An anonymous Chinese career woman claimed that young people in the country are engaged in “an invisible competition” to get fit that includes extended late-night gym sessions and competing over who is eating the healthiest lunch in the audience.
China endured significant crop destruction last year after floods along the Yangtze River affected 27 of the country’s 31 provinces and threatened the integrity of the Three Gorges Dam, the largest in the world. Estimates suggested that the floods resulted in as much as $1.5 billion in economic losses including the destruction of entire communities in addition to farmland. Officials estimated that 55 million people suffered adversely from the floodly.
Xi Jinping launched the “Clean Plate” campaign in August, shortly after the flooding concluded. In his announcement of the program, he called food waste in the country “shocking and distressing” and particularly condemned videos on social media showing thin people, often small women, eating extreme amounts of food for entertainment. Xi did not link the food waste campaign to the potential food shortages, but Chinese state media outlets insisted they were unrelated.
“Observers noted that adoption of the legislation against food waste does not imply that China is facing an immediate food shortage risk,” the Global Times insisted following the passage of laws limiting food portions at restaurants, “but it is a far-sighted move for food security as the country seeks to stabilize domestic grain output and ensure supply, facing increasing domestic demand for grain due to population growth and external uncertainties.”
The outlet also dismissed public speculation among experts that China was enduring a more formidable food crisis than it had claimed as “media hype.”
In February, Chinese Minister of Agriculture Tang Renjian admitted that China’s food supply was “under pressure” and Beijing needed to “stabilize” it. That same month, Xi Jinping announced that China had declared “complete victory” against poverty. Skeptics noted that, to do so, the Communist Party had significantly redefined “poverty” from the generally accepted standards used by the International Monetary Fund (IMF) and other global institutions.
The Global Times insisted against last week that China’s has “has reached basic self-sufficiency in staple food” and that volatile international food prices would not affect supply.

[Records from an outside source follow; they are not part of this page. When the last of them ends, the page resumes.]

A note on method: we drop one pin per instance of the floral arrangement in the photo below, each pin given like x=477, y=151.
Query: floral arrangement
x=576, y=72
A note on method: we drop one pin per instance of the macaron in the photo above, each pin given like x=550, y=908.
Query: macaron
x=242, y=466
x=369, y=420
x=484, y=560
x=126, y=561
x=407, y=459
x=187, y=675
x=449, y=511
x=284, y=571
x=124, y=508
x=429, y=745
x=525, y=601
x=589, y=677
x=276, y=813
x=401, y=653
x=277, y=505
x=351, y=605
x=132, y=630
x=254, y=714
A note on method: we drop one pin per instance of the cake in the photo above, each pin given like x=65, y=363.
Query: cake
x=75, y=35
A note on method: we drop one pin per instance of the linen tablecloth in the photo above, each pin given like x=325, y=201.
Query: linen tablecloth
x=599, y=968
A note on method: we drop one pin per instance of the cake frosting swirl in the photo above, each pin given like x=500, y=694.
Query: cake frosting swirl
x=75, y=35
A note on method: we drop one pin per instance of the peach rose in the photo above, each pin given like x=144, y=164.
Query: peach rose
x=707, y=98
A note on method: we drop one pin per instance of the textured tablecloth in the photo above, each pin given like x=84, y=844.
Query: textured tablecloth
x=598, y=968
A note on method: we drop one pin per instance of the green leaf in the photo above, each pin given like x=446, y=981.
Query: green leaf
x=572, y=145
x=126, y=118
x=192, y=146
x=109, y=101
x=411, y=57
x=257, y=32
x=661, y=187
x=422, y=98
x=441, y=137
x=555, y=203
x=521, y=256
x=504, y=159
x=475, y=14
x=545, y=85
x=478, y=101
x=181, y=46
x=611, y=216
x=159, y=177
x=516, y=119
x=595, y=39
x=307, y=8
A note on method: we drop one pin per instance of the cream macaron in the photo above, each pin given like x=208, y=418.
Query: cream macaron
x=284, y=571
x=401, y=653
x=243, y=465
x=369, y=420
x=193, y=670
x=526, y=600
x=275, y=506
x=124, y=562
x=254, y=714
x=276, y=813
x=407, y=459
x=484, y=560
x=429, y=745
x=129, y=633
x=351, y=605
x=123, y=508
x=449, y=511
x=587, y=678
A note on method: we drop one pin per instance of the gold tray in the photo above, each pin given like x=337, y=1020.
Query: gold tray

“Experts said that the country has the capacity to maintain a stable and sufficient domestic grain market, as annual grain output has surpassed 650 billion kilograms for six consecutive years and the country’s grain storage remains at a high level,” the propaganda outlet relayed. “Recently, Chinese authorities announced a spate of measures to ramp up support for grain production in 2021, demonstrating the central government’s resolve to ensure food supply.”